The exact request/response types for these flows come from @lombokapp/types. This page summarizes the surface reachable through sdk.authenticator; treat the source in @lombokapp/auth-utils as authoritative for signatures.

If you want tokens to persist, pass a TokenStore. The interface uses the same all-or-nothing TokensType shape as the authenticator itself:

type TokensType =
| { accessToken: string; refreshToken: string }
| { accessToken: undefined; refreshToken: undefined }
interface TokenStore {
ready: () => Promise<void>
setTokens: (tokens: TokensType) => Promise<void>
getTokens: () => Promise<TokensType>
}

When no tokenStore is supplied, an in-memory store is used and tokens are lost when the instance is discarded.
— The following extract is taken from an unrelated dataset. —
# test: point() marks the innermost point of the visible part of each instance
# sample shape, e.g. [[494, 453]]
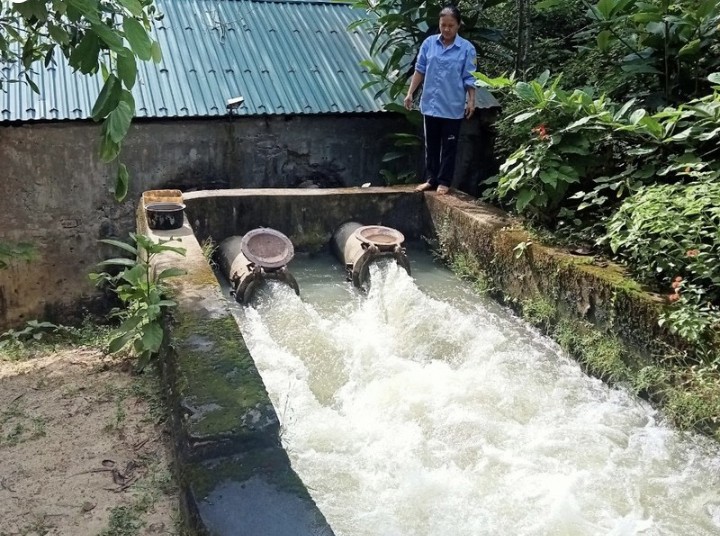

Grounded in the main UI service wiring:

import { LombokSdk } from '@lombokapp/sdk'
export const sdkInstance = new LombokSdk({
basePath,
tokenStore: {
ready: () => Promise.resolve(),
setTokens: async (newTokens) => saveTokens(newTokens),
getTokens: () => Promise.resolve(loadTokens()),
},
onTokensCreated: (tokens) => saveTokens(tokens),
onTokensRefreshed: (tokens) => saveTokens(tokens),
onLogout: () => {
clearTokens()
redirectToLogin()
},
})
export const apiClient = sdkInstance.apiClient

The App Browser SDK constructs a LombokSdk internally with a bridge-backed token store and exposes it as part of its browser-side surface. If you are building an embedded app UI, prefer the App Browser SDK, which wraps the Core SDK for that environment.

Use it when you need a typed, authenticated client to the platform API and you are not specifically in a worker or embedded-app-browser runtime.